3D Structure-guided Network for Tooth Alignment in 2D Photograph
Yulong Dou, Lanzhuju Mei, Dinggang Shen, Zhiming Cui
TL;DR
This work tackles generating orthodontic comparison photographs from 2D images by leveraging 3D intra-oral models to learn clinically-grounded tooth alignment. It introduces a three-module pipeline (Segm-Mod, Align-Mod, Gen-Mod) that segments teeth, renders 3D-to-2D guidance, and uses diffusion models to transform tooth contours and synthesize realistic-mouth images with consistent texture and lighting. The approach demonstrates superior performance over GAN baselines, validated through ablations and a user study, and shows practical potential for enhancing dentist-patient communication. By incorporating 3D structural knowledge without requiring persistent 3D input at inference, the method offers a clinically relevant, user-friendly solution for visualizing post-treatment outcomes in a 2D photograph space.
Abstract
Orthodontics focuses on rectifying misaligned teeth (i.e., malocclusions), affecting both masticatory function and aesthetics.
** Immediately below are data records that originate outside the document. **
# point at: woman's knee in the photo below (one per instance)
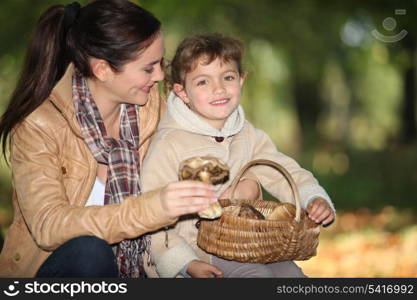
(85, 256)
(286, 269)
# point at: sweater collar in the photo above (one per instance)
(190, 121)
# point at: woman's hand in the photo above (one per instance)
(246, 189)
(320, 211)
(201, 269)
(187, 197)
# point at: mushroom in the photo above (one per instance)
(209, 170)
(249, 212)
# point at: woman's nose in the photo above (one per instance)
(158, 74)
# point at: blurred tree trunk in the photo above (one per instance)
(409, 130)
(308, 104)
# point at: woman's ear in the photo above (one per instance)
(180, 92)
(101, 69)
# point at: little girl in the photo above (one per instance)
(204, 118)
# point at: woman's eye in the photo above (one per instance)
(201, 82)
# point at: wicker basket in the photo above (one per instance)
(260, 241)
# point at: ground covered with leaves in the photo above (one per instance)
(367, 244)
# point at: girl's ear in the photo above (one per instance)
(242, 78)
(101, 69)
(180, 92)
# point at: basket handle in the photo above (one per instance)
(278, 167)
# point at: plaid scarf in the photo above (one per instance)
(121, 157)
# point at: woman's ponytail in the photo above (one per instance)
(45, 63)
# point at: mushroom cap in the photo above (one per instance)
(204, 168)
(207, 169)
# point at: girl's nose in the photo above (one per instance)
(219, 88)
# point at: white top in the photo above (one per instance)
(97, 194)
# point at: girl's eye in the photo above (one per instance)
(201, 82)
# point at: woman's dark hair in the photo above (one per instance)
(112, 30)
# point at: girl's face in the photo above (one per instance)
(134, 82)
(212, 90)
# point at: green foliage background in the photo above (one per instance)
(319, 83)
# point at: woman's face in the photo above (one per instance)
(134, 82)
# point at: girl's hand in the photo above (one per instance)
(246, 189)
(187, 197)
(201, 269)
(320, 211)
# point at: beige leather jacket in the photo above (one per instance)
(53, 172)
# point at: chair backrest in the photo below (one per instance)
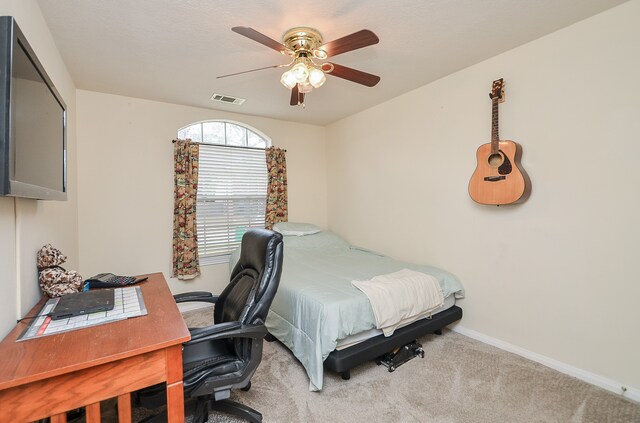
(254, 280)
However, orthodontic treatment often involves complex, lengthy procedures. As such, generating a 2D photograph depicting aligned teeth prior to orthodontic treatment is crucial for effective dentist-patient communication and, more importantly, for encouraging patients to accept orthodontic intervention. In this paper, we propose a 3D structure-guided tooth alignment network that takes 2D photographs as input (e.g., photos captured by smartphones) and aligns the teeth within the 2D image space to generate an orthodontic comparison photograph featuring aesthetically pleasing, aligned teeth. Notably, while the process operates within a 2D image space, our method employs 3D intra-oral scanning models collected in clinics to learn about orthodontic treatment, i.e., projecting the pre- and post-orthodontic 3D tooth structures onto 2D tooth contours, followed by a diffusion model to learn the mapping relationship. Ultimately, the aligned tooth contours are leveraged to guide the generation of a 2D photograph with aesthetically pleasing, aligned teeth and realistic textures. We evaluate our network on various facial photographs, demonstrating its exceptional performance and strong applicability within the orthodontic industry.